L’alternative dont tu fais état me semble bien résumée dans le déclaration des commissaires de la Biennale de Lyon 2003 (C’est arrivé demain), dont Éric Troncy était partie prenante : « Nous avons cherché à construire une exposition comme le moment d’une subjectivité collective à même de résister à la tentation d’entériner la réalité telle qu’elle est, de penser le lien qui unit le spectateur à l’exposition comme une expérience multiple plutôt qu’une simple visite, de considérer l’art comme un langage singulier, ni transversal ni intermédiaire, mais tout bonnement spécifique. » Je relie la notion d’intentionnalité que tu évoques à la volonté « de résister à la tentation d’entériner la réalité telle qu’elle est », notion d’autant plus captivante, elle, que l’intention dont il peut s’agir est dense et complexe. Lorsque que tu indiques, te référant à Beauty Shots, 2007, que tu entends « introduire de la symétrie là où la nature préconise l’anarchie » et à l’inverse « établir la confusion là où tout aspire à un ordre apollinien », n’inventes-tu pas au fond, comme l’écrit Stefan Zweifel au sujet du travail de Fischli Weiss[12], « un espace libre entre les concepts, entre les contradictions » ? N’est-ce pas dans cet espacement (sorte de spacing conceptuel) que prend place — que prend toute sa place — une pièce comme La fonction oblique ?
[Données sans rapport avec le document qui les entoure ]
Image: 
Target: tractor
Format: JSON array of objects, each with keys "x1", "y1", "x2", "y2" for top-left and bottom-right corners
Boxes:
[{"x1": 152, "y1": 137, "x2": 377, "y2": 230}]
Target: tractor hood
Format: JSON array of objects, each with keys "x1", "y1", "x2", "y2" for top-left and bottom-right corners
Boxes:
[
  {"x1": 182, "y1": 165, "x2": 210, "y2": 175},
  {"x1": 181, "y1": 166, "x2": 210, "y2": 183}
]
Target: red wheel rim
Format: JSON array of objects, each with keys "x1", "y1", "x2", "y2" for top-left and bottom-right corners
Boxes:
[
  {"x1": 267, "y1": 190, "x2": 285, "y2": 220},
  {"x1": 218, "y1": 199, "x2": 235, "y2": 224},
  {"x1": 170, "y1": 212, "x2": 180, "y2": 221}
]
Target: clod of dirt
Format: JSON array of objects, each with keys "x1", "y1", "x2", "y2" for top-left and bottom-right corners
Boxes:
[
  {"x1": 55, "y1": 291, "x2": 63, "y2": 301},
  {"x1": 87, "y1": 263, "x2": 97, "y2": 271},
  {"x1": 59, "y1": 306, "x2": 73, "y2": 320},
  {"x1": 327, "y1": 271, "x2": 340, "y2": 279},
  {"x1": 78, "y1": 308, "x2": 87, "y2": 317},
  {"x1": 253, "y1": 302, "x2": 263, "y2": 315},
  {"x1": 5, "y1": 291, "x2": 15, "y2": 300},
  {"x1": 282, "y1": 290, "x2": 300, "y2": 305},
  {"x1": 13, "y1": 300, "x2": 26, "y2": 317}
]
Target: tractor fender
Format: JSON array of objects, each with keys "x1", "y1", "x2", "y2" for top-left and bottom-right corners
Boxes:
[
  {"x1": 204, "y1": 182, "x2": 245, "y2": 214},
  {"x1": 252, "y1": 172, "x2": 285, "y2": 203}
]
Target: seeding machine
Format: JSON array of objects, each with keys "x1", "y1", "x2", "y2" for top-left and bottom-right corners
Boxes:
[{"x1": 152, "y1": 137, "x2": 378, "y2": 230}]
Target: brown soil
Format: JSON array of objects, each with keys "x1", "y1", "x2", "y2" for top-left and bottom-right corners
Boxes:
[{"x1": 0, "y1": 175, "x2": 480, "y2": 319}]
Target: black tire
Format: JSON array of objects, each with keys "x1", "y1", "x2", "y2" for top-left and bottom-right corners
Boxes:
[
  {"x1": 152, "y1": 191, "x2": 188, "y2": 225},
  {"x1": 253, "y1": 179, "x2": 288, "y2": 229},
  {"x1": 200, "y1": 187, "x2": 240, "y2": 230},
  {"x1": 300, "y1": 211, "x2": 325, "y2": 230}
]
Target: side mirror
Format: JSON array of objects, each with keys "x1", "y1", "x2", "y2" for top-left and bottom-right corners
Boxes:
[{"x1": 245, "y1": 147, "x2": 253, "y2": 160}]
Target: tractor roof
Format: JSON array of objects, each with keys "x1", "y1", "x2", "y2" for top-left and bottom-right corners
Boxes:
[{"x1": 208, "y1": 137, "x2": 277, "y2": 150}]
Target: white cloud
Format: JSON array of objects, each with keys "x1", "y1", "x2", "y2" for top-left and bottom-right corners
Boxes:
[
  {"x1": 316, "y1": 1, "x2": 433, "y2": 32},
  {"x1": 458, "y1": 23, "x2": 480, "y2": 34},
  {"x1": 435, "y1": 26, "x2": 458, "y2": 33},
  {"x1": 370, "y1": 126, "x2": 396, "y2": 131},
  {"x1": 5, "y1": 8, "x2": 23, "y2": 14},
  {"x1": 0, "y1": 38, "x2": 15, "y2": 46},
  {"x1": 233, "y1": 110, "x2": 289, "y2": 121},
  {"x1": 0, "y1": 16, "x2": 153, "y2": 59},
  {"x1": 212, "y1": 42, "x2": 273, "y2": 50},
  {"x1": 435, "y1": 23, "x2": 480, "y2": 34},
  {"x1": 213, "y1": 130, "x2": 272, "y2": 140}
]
Tout cela procède d’actes de lecture, tous en situation. Lorsque je dis vouloir instaurer la symétrie, je parle à propos : il est question d’une structure asymétrique qu’il m’est donnée de voir. En l’occurrence, il s’agit d’une nuque et d’un dos sur lesquels une constellation de points de beauté existe. L’idée de tatouer symétriquement sur l’ensemble d’un corps chaque point de beauté déjà existant prend donc son encrage dans la lecture d’un étant donné, d’un existant. Il en est de même avec la villa Savoye de Le Corbusier où l’aspect ordonné des piloris appelle un geste désordonné. C’est par la distinction que le sens advient… De fait, je joue avec les contradictions et les « concepts » pour essayer de proposer au visiteur un trajet d’ordre poétique. Pour La fonction oblique c’est aussi le cas, même si au fond chaque situation pousse à réinventer d’autres formes, d’autres méthodes… Là encore, le « absolument contextuel » de Paul Ardenne semble assez pertinent car il ne s’agit pas de réadapter tel matériau ou tel principe à chaque situation mais bien de renouveler l’ensemble du processus instaurateur, l’ensemble des décisions de production et de mise en vue. Mais, revenons à La fonction oblique. Il s’agit d’exposer une pièce d’extérieur sur ce blockhaus au beau milieu d’architectures contemporaines sur l’île de Nantes. J’ai relu ce très bon livre de Paul Virilio[13] en m’arrêtant sur un détail selon lequel les bunkers sont, malgré leurs aspects massifs, conçus sans fondation. Ils sont meubles de manière à minimiser l’impact des bombes. Le mouvement permet d’amortir en partie la force de l’explosion. Sur cette considération s’est ajoutée l’exposition rétrospective du travail de Claude Parent à la Cité de l’architecture et du patrimoine qui m’a beaucoup intéressée. Les architectures de centrales nucléaires, les dessins exposés et le concept de fonction oblique bien évidemment… Tout cela a orienté ma recherche. Le blockhaus en lui-même — entre ruine contemporaine et masse indestructible — m’a poussé à utiliser l’étaiement comme geste graphique et symbolique… Avec toutes ces années, un budget modeste et la dimension coercitive relative à l’espace public, on a globalement le jeu des contraintes auquel je me suis livré. C’est intéressant de voir rétrospectivement comment cette « cuisine » s’élabore et comment cela se répercute au sein des différentes interprétations.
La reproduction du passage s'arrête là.